The jurisdiction of the Tribunal under section 27 of the Act is protective and not punitive in nature: Commission for Children and Young People v FZ [2011] NSWCA 111, per Young JA at [61]. The object of the Act is not to impose additional punishment on an applicant but to minimise possible risks to the safety of children.
In this administrative review, neither party bears the onus of proof. There is no presumption that the applicant poses a risk to children as would be the case pursuant to section 28(7) of the Act if she were a disqualified person.
As previously stated, the primary issue for us to decide is whether, as at the date of hearing, the applicant "poses a real and appreciable risk" to children.
If the applicant is granted a clearance she may work with any children of any age. No conditions may be imposed upon the grant of a clearance.
There is no requirement upon the applicant to show that the original decision maker's decision was wrong: Re Control Investments Pty Ltd v Australian Broadcasting Tribunal (No 2) (1981) 3 ALD 88.
[4]
The evidence to be considered
The Tribunal "must consider" those factors set out in section 30(1) in determining an application under Part 4 of the Act, which includes this application. These are similar to those taken into account by the Children's Guardian under section 15(4) of the Act for the purposes of carrying out their risk assessment.
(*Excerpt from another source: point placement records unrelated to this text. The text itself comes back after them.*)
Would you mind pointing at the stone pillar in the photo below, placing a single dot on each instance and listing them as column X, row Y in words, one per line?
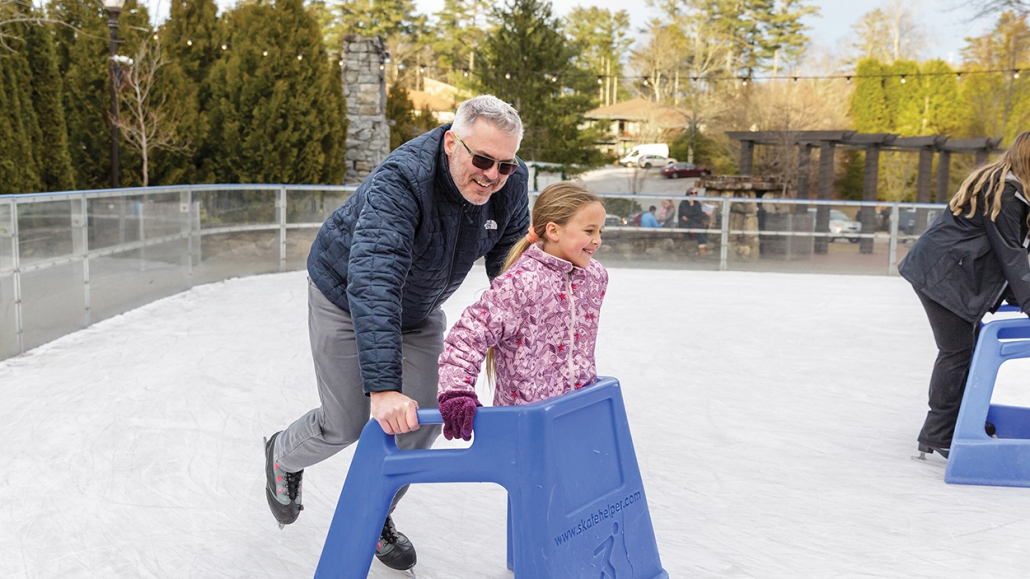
column 365, row 90
column 825, row 192
column 747, row 157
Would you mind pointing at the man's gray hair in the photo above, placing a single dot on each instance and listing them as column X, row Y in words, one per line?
column 490, row 109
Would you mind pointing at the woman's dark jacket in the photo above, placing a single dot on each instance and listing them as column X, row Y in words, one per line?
column 404, row 242
column 969, row 264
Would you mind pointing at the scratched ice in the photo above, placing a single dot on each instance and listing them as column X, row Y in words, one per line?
column 774, row 417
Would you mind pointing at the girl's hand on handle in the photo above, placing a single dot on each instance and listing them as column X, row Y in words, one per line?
column 457, row 409
column 395, row 412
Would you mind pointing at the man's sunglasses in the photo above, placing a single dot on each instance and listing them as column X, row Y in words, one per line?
column 485, row 163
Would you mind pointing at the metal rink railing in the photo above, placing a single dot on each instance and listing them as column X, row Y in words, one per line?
column 69, row 260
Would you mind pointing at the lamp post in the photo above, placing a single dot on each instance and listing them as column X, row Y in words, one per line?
column 113, row 8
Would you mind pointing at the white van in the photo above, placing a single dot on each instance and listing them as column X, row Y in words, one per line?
column 634, row 154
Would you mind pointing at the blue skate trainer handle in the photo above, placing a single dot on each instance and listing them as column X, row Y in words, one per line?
column 430, row 416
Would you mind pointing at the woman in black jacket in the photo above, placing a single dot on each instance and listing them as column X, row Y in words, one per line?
column 971, row 259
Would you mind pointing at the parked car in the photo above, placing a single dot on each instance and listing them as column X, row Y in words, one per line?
column 648, row 161
column 678, row 170
column 842, row 226
column 906, row 219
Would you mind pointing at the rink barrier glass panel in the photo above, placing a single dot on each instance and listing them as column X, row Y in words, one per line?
column 71, row 259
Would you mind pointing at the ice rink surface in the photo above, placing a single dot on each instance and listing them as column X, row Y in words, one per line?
column 774, row 417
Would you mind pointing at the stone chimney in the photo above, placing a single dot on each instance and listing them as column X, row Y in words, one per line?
column 365, row 89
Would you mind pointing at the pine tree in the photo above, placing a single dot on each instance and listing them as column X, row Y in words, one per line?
column 192, row 39
column 941, row 104
column 20, row 134
column 53, row 159
column 998, row 104
column 868, row 104
column 82, row 58
column 277, row 108
column 525, row 63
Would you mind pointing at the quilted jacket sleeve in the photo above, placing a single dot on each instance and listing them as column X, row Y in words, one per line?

Section 30 of the Act provides as follows:
30 Determination of applications and other matters
(1) The Tribunal must consider the following in determining an application under this Part:
(a) the seriousness of the offences with respect to which the person is a disqualified person or any matters that caused a refusal of a clearance or imposition of an interim bar,
(b) the period of time since those offences or matters occurred and the conduct of the person since they occurred,
(c) the age of the person at the time the offences or matters occurred,
(d) the age of each victim of any relevant offence or conduct at the time they occurred and any matters relating to the vulnerability of the victim,
(e) the difference in age between the victim and the person and the relationship (if any) between the victim and the person,
(f) whether the person know, or could reasonably have known, that the victim was a child,
(g) the person's present age,
(h) the seriousness of the person's total criminal record and the conduct of the person since the offences occurred,
(i) the likelihood of any repetition by the person of the offences or conduct and the impact on children of any such repetition,
(j) any information given by the applicant in, or in relation to, the application,
(k) any other matters that the Children's Guardian considers necessary.
(2) On an application under section 28 or 29, the Tribunal may, by order, stay the operation of a determination by the Children's Guardian under this Act relating to the applicant pending the determination of the matter.
Note: Division 2 of Part 3 of Chapter 3 of the Administrative Decisions Review Act 1997 enables a decision the subject of an application under section 27 of this Act for an administrative review under that Act to be stayed by the Tribunal.
The Tribunal must also consider section 30(1A) in determining an application. This section provides that:
(1A) The Tribunal may not make an order under this Part which has the effect of enabling a person (the affected person) to work with children in accordance with this Act unless the Tribunal is satisfied that:
1. A reasonable person would allow his or her child to have direct contact with the affected person that was not supervised by another person while the affected person was engaged in any child-related work, and
2. It is in the public interest to make the order.
The evidence is considered below under subheadings which refer to the considerations under section 30(1) and 30(1A) of the Act.
[5]
The seriousness of the offences that caused a refusal of a clearance
On 13 June 2013 the applicant was charged with common assault (domestic violence related); assault occasioning actual bodily harm (domestic violence related); and take action that results in emotional/intellectual damage.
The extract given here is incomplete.